The topic today is Books that Feature Travel and the books I’ve chosen feature different types of travelling in a variety of countries – on a bicycle, on boats and ocean liners, as well as on foot. I’ve read all of them except for Sea Change, which is still sat on my bookshelves.










- Full Tilt: Dunkirk to Delhi on a Bicycle, first published in 1965 by Dervla Murphy this is an account of her journey in 1963, which took her through Europe, Persia (Iran), Afghanistan, over the Himalayas to Pakistan and into India.

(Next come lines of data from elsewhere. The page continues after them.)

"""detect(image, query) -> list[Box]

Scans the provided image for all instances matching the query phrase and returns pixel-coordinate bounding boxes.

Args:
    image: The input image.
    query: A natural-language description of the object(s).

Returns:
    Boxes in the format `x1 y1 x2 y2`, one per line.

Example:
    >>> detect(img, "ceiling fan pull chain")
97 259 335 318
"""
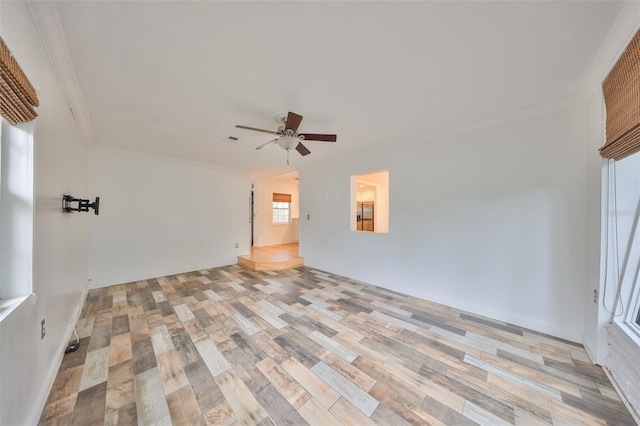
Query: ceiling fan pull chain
287 149 290 165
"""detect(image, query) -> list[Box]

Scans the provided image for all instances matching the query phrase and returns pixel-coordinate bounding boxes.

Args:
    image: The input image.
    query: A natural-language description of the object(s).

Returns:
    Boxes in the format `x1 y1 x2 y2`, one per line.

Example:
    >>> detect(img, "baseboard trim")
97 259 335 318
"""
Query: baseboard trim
305 261 582 342
88 259 238 289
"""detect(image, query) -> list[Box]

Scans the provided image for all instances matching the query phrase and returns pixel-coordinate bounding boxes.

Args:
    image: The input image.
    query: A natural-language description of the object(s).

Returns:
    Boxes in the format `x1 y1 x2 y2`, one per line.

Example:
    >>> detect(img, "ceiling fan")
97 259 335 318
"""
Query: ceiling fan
236 111 337 163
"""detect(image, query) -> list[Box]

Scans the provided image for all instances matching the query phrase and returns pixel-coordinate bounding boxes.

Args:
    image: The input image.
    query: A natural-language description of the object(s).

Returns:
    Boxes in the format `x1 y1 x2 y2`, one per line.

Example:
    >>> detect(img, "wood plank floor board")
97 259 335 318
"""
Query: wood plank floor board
87 323 112 352
171 331 201 367
150 325 175 355
231 313 262 336
297 397 343 425
256 357 310 409
370 403 413 426
330 397 378 426
193 338 232 377
111 314 130 336
335 298 374 314
134 367 172 425
131 338 157 375
422 395 479 426
230 331 269 364
316 349 376 392
166 385 201 424
444 363 569 425
222 346 270 392
463 400 513 426
310 361 379 416
70 382 107 426
561 390 633 425
44 365 83 405
38 393 78 424
184 359 225 414
104 400 137 426
39 264 636 426
479 350 584 397
464 354 563 400
215 368 269 424
78 346 110 391
254 383 310 426
368 381 445 426
274 334 321 369
156 349 190 395
251 331 291 364
460 312 524 336
204 401 235 425
352 356 428 407
281 357 340 409
419 364 517 423
308 330 358 363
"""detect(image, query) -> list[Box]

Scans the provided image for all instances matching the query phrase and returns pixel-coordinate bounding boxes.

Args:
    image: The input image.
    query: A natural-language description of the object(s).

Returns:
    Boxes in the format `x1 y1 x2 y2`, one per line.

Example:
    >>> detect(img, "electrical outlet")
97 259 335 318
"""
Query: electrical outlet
593 289 598 304
41 319 46 339
235 243 239 248
307 214 310 220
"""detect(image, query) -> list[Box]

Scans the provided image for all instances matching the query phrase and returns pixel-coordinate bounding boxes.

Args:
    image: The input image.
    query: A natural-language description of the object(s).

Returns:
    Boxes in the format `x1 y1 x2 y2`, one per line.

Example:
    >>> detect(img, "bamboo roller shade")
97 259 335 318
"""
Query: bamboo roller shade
273 193 292 203
0 36 39 125
600 28 640 161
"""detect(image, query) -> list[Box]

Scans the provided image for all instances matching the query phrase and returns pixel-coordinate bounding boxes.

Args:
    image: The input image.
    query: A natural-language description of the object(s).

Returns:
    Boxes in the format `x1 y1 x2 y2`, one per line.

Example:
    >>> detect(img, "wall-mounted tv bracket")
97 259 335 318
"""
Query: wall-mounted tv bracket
62 195 100 215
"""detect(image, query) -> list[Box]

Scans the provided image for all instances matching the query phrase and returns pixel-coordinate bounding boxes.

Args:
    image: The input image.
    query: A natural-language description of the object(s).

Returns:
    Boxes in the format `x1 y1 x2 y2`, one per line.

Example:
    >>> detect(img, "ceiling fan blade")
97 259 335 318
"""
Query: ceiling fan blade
236 125 279 136
255 139 279 150
285 112 303 133
295 142 311 156
299 133 337 142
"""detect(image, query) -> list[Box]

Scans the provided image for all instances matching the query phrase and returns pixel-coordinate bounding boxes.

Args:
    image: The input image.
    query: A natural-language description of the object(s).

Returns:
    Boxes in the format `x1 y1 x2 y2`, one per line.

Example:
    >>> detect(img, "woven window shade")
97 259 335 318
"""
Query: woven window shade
600 28 640 160
0 37 39 125
273 193 291 203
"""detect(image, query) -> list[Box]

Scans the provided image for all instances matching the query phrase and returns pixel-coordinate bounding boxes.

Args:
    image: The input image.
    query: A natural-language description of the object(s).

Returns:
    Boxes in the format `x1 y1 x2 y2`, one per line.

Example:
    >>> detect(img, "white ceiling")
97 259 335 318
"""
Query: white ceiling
53 1 623 177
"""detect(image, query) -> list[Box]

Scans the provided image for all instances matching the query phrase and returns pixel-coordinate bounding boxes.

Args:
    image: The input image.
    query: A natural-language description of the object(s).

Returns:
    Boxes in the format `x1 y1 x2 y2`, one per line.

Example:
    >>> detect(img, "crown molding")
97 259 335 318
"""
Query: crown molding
90 144 251 178
583 1 640 90
27 0 94 147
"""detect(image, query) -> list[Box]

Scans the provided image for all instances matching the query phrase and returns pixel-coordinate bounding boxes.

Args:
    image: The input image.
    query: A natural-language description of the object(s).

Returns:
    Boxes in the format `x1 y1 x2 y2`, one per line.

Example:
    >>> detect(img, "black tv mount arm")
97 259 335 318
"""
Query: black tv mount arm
62 195 100 215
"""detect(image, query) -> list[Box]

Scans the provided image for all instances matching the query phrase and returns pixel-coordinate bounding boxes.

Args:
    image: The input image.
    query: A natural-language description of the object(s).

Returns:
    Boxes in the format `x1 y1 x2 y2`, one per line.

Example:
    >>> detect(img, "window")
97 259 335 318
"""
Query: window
599 27 640 339
0 119 34 307
272 193 291 224
350 170 389 233
273 202 291 224
0 36 37 319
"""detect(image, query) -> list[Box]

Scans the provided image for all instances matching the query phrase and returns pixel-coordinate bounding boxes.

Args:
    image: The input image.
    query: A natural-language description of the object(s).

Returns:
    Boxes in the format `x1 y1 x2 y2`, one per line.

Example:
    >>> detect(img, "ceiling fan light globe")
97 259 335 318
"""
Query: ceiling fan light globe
278 135 299 150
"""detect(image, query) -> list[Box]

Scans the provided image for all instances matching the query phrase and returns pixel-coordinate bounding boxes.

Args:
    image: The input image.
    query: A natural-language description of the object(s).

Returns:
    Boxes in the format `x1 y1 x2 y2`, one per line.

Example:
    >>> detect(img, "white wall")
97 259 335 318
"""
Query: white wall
253 178 299 247
88 148 250 288
300 104 589 342
0 2 90 424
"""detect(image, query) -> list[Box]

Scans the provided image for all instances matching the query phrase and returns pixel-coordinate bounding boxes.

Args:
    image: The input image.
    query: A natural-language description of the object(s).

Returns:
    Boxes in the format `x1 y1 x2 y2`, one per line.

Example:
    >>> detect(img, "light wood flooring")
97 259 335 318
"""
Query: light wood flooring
39 265 635 425
238 243 304 271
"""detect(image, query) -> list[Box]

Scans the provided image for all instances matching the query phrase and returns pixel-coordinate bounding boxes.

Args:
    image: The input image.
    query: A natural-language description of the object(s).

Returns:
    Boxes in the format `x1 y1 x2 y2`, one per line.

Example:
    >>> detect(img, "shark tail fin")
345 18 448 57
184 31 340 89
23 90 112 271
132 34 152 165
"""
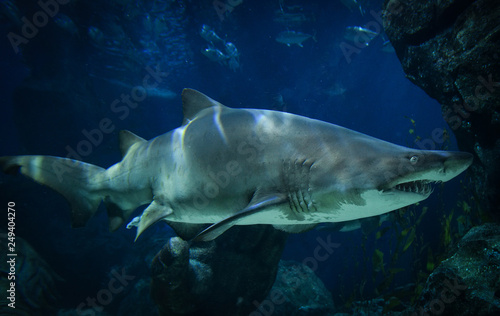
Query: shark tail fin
0 155 106 227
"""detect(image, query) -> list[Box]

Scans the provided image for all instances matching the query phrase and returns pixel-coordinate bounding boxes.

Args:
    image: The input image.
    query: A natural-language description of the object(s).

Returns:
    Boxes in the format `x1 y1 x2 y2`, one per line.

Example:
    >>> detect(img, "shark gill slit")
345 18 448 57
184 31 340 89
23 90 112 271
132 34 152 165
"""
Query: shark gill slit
282 158 316 216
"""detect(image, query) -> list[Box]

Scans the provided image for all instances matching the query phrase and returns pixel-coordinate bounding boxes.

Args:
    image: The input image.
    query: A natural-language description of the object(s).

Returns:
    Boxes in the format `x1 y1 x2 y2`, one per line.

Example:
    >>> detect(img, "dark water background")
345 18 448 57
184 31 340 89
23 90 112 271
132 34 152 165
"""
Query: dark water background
0 0 475 313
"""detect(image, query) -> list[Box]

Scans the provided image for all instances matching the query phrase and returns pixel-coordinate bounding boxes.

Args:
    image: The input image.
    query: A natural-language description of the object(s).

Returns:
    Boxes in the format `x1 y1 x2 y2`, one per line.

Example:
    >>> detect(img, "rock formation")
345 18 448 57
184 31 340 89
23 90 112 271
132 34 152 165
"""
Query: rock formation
383 0 500 216
411 223 500 315
150 226 288 315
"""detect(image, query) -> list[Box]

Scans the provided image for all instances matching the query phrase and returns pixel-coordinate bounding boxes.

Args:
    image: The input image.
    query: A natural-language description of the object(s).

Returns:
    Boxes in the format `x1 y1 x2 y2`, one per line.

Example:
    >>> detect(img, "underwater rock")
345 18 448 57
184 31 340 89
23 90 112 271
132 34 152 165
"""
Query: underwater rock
253 260 335 316
0 232 61 315
382 0 500 216
57 309 111 316
150 225 288 315
333 298 389 316
117 276 159 316
411 223 500 315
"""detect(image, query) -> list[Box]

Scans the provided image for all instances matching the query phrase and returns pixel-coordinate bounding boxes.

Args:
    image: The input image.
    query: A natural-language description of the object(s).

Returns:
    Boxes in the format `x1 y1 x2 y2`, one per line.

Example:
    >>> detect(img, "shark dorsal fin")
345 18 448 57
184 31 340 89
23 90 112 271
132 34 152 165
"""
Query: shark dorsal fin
182 88 224 125
119 130 146 157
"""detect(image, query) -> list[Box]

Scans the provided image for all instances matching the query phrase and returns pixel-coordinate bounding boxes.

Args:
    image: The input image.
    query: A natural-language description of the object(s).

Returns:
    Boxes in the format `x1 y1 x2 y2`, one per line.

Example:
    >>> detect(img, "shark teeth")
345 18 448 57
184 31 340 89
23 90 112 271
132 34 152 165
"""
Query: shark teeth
393 180 438 195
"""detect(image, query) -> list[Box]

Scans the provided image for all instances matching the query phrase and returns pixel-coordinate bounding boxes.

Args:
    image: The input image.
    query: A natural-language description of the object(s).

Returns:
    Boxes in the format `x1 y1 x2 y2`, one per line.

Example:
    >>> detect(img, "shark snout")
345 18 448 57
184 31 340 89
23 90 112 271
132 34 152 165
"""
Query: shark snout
444 151 473 165
441 151 473 181
417 150 473 183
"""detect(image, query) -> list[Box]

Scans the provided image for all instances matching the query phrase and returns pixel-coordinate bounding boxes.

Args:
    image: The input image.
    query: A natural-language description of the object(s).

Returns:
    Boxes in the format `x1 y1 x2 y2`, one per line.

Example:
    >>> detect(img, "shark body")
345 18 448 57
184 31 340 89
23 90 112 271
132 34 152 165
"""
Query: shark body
0 89 473 241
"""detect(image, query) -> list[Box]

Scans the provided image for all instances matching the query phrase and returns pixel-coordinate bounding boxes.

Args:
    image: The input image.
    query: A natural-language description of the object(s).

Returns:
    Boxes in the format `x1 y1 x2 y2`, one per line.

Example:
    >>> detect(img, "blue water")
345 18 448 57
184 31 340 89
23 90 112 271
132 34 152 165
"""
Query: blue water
0 0 471 314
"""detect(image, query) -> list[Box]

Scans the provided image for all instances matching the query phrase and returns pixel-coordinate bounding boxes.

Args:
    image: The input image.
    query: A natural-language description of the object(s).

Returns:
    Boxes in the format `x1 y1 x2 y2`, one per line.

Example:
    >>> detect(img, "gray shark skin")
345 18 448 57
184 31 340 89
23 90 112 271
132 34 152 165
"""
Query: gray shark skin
0 89 473 242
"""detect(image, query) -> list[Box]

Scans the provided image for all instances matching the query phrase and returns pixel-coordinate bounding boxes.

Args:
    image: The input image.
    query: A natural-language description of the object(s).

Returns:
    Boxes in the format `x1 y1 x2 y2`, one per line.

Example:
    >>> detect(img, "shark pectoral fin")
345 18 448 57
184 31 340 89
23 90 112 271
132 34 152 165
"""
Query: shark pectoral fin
192 193 288 242
134 201 173 241
273 224 317 233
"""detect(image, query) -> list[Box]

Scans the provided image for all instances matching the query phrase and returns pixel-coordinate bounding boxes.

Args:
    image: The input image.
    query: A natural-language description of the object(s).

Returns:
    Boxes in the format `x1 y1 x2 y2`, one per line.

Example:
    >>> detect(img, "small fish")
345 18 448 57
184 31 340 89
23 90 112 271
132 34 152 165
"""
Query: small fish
200 24 225 44
272 93 287 111
225 42 240 71
144 87 177 99
201 47 228 64
53 13 79 36
276 31 313 47
225 42 239 59
323 83 346 97
274 12 309 26
344 26 378 46
340 0 365 16
228 57 240 72
88 26 104 44
316 214 389 234
92 77 176 100
381 40 396 53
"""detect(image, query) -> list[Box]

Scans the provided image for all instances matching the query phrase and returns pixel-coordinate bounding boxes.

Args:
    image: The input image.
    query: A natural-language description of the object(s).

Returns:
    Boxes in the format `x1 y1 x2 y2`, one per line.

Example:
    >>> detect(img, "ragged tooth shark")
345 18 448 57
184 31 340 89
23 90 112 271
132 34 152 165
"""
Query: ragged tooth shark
0 89 473 242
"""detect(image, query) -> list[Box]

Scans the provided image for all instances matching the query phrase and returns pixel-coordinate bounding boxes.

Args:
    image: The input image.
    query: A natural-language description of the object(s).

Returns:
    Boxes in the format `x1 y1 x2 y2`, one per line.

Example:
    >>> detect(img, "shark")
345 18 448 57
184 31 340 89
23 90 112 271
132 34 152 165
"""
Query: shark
0 89 473 242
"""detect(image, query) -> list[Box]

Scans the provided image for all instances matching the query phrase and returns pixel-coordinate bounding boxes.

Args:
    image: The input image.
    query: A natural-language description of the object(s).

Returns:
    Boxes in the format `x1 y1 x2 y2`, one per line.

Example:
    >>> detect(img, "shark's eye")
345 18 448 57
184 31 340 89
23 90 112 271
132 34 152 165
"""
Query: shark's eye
410 156 419 164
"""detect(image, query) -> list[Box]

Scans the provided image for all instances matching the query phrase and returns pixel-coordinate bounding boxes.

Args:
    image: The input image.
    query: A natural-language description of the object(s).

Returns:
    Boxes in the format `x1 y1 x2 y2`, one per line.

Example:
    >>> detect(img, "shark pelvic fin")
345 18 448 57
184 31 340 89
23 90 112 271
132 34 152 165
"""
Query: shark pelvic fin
119 130 146 157
181 88 226 125
192 193 288 242
134 200 173 241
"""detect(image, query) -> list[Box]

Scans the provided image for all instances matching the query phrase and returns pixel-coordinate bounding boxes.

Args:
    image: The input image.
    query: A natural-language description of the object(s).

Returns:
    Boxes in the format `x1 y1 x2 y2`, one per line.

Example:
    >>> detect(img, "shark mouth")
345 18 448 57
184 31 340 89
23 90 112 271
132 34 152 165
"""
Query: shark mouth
385 180 440 195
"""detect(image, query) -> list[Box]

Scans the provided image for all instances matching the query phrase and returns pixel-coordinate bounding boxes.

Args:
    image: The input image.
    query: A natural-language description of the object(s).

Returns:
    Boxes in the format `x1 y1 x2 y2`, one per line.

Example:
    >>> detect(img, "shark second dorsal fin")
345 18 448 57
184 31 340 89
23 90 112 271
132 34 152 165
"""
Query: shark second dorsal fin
119 130 146 157
182 88 224 125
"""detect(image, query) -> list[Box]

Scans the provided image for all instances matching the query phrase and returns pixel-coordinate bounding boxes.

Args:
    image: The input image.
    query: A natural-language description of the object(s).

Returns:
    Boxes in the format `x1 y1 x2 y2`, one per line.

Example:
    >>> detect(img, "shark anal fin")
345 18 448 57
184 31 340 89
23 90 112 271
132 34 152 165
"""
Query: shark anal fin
104 196 137 232
119 130 146 157
192 193 287 242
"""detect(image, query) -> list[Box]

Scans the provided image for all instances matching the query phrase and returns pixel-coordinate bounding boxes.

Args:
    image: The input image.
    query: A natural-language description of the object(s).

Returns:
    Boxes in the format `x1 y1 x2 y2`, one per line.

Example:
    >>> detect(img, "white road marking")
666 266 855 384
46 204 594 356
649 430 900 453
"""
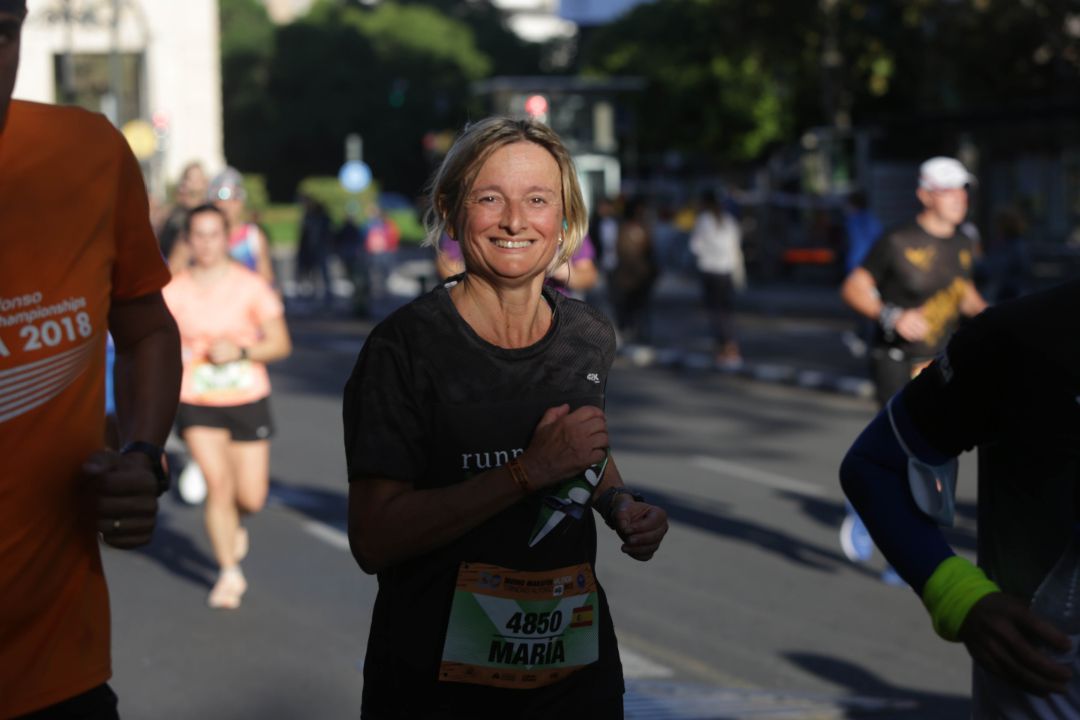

- Maiden Voyages by Siân Evans – transatlantic travel between the two World Wars on magnificent ocean liners undertaken by many women. Some travelled for leisure, some for work; others to find a new life, marriage, to reinvent themselves or find new opportunities.
- Eat, Pray, Love by Elizabeth Gilbert. She travelled to Italy (Eat), India (Pray) and Indonesia (Love) spending four months in each place, searching for pleasure in Italy, mainly through food, God in India at an ashram, and balance in Indonesia.
- A Walk in the Woods by Bill Bryson about his hike along the Appalachian Trail, the longest continuous footpath in the world.
- Three Men in a Boat by Jerome K Jerome, first published in 1889. He intended it to be a serious travel book about the Thames, its scenery and history, but, as he wrote it turned into a funny book. It’s a story of a journey, comparing their trip to Stanley’s expedition to Africa searching for Dr Livingstone.
- A Time of Gifts by Patrick Leigh Fermor in which he describes his travels on foot in 1933 from the Hook of Holland through Germany, to Austria, Slovakia and Hungary, on his way to Constantinople.
- The Wild Places by Robert Macfarlane, with a map showing the places he visited from the cliffs of Cape Wrath, to the holloways of Dorset, the storm-beaches of Norfolk, the saltmarshes and estuaries of Essex, and the moors of Rannoch and the Pennines.
- Wildwood: a Journey Through Trees by Roger Deakin about his journeys through a wide variety of trees and woods in various parts of the world. It’s a memoir, a travelogue and also it’s about the interdependence of human beings and trees
- The Marches Border Walks With My Father by Rory Stewart walking in the borderlands between England and Scotland, along Hadrian’s Wall and his coast to coast walk from Cunbria Cumbria to Berwick-upon-Tweed.
- Sea Change: The Summer Voyage from East to West Scotland of the Anassa by Mairi Hedderwick, describing her journey in an antiquated 26-foot long yacht through the Caledonian Canal to the fjords of the west: Lochs Linnhe, Etive, Ailort, Moidart, Nevis and Leven.